Our Old Testament reading is about the prophet, Elijah. Now, here’s a man of great faith, fresh off a demolishing showdown at Mt. Carmel between himself and the 450 priests of the false god, Baal, in 1 Kings 18:20-40. But instead of this victory leading to a national revival back to Jehovah, he finds himself on the run for his life from the vengeful queen, Jezebel. It has been a long road for Elijah, and he is exhausted. Our reading picks up in 1 Kings 19:9-13, with the depressed prophet in the back of a cave.  “What are you doing here?” God asks. Elijah regals the Lord with a laundry list of poor me’s. The Almighty leads him to the cave’s mouth where the He puts on a tremendous display of power. Impressive, but it is God’s gentle voice that makes the impact on His prophet. “Elijah, what are you doing here?” He asks again. Serving God can take its toll on us, but it doesn’t have to. I’ve heard some people in their religious zeal boast that they would rather burn out than rust out. Great intentions, but in the end, you are still out! Don’t neglect time off. Take your Sabbaths. You’ll be much more useful. Along with overworking, unrealized expectations lead to depression. It is not unusual for us to project fantastic outcomes in our vocations and we feel let down when things don’t go according to our plan. God wants you to serve Him with joy. So, shelve your ego. There are two lessons here in our reading. First, the Lord knows your limits, let Him do the heavy lifting. It’s His work! Second, listen to His still small voice for guidance. Stay on course. It’s His plan and whenever things go off track, ask yourself, “What am I doing here?”

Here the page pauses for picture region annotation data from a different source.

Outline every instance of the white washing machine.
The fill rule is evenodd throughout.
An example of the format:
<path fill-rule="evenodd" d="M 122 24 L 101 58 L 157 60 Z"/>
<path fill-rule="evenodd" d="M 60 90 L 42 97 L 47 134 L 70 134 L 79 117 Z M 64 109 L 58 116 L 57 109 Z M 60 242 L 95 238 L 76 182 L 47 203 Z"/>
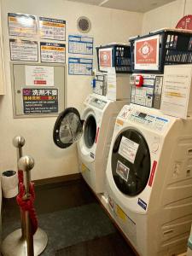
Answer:
<path fill-rule="evenodd" d="M 129 101 L 111 101 L 103 96 L 89 95 L 81 119 L 83 136 L 78 143 L 79 169 L 96 193 L 104 192 L 105 172 L 114 123 L 122 107 Z"/>
<path fill-rule="evenodd" d="M 141 256 L 186 251 L 192 220 L 192 118 L 131 104 L 117 117 L 108 209 Z"/>

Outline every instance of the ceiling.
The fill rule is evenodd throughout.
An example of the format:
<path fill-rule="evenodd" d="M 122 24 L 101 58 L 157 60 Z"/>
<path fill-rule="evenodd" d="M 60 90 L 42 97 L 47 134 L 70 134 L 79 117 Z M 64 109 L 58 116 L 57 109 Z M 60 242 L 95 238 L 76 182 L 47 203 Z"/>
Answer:
<path fill-rule="evenodd" d="M 68 0 L 112 9 L 145 13 L 174 0 Z"/>

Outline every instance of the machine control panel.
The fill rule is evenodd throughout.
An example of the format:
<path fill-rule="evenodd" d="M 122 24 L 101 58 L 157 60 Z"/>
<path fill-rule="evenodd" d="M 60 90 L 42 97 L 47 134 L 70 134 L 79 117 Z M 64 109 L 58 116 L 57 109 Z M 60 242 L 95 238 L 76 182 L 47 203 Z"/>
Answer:
<path fill-rule="evenodd" d="M 137 110 L 133 110 L 127 119 L 135 123 L 143 124 L 145 126 L 160 131 L 163 131 L 166 125 L 169 122 L 167 119 L 148 114 L 147 113 L 139 112 Z"/>
<path fill-rule="evenodd" d="M 96 97 L 91 97 L 89 104 L 99 109 L 103 109 L 108 102 Z"/>
<path fill-rule="evenodd" d="M 140 86 L 137 85 L 138 77 L 143 78 Z M 131 103 L 160 109 L 163 75 L 132 74 L 130 84 L 131 84 Z"/>

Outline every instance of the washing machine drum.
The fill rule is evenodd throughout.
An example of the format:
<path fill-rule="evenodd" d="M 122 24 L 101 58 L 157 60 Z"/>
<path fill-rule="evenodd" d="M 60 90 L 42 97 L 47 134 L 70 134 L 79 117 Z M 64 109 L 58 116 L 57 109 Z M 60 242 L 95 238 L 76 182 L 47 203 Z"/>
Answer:
<path fill-rule="evenodd" d="M 137 130 L 127 129 L 115 140 L 111 158 L 112 174 L 118 189 L 135 196 L 148 183 L 150 174 L 150 153 L 143 136 Z"/>
<path fill-rule="evenodd" d="M 85 122 L 84 127 L 84 141 L 88 148 L 90 148 L 96 140 L 96 122 L 92 114 L 90 114 Z"/>

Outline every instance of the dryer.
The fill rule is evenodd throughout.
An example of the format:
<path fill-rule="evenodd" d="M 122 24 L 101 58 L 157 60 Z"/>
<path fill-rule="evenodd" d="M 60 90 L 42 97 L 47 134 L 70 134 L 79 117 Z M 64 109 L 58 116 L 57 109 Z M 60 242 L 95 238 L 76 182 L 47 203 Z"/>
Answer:
<path fill-rule="evenodd" d="M 111 101 L 100 95 L 87 96 L 81 115 L 83 136 L 78 143 L 79 170 L 95 193 L 103 193 L 105 172 L 114 123 L 129 101 Z"/>
<path fill-rule="evenodd" d="M 186 251 L 192 220 L 192 118 L 131 104 L 117 117 L 108 210 L 141 256 Z"/>

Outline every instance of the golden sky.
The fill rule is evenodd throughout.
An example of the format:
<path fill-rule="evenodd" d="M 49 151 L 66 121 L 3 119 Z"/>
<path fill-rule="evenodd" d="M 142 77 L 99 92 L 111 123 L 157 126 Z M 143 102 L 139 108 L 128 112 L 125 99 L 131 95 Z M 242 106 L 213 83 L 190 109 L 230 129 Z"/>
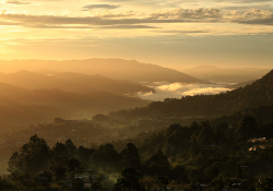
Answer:
<path fill-rule="evenodd" d="M 3 0 L 0 59 L 273 63 L 272 0 Z"/>

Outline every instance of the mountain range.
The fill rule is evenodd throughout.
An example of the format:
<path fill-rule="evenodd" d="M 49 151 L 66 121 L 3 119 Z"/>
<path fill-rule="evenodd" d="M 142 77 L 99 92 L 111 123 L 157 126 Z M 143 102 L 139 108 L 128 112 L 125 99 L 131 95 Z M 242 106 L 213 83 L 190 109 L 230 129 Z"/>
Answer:
<path fill-rule="evenodd" d="M 144 108 L 111 114 L 119 118 L 149 117 L 202 117 L 238 112 L 246 108 L 273 104 L 273 71 L 251 85 L 217 95 L 185 96 L 180 99 L 166 98 Z"/>
<path fill-rule="evenodd" d="M 182 72 L 212 83 L 241 83 L 253 79 L 260 79 L 270 72 L 270 70 L 271 69 L 199 65 L 183 70 Z"/>
<path fill-rule="evenodd" d="M 156 64 L 141 63 L 135 60 L 122 59 L 88 59 L 88 60 L 0 60 L 2 72 L 55 71 L 75 72 L 88 75 L 100 74 L 110 79 L 129 80 L 132 82 L 180 82 L 180 83 L 209 83 L 182 72 L 163 68 Z M 51 72 L 50 72 L 51 73 Z"/>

The God who gave His Son for us will freely give us whatever we need to live for Him.  He promised to never leave or forsake us. So, trust Him for salvation in Christ, step out in faith, and listen to His voice. Let His power accomplish His results in you. He didn’t bring you this far to drop you now. 

2 thoughts on “Never Alone

  1. Farmer

    Well written explanation and use of the verses. I appreciate the time put into these and just to prove I read it I found the typo, (reading in Romans 85:9-14,). Still praying for you and the family.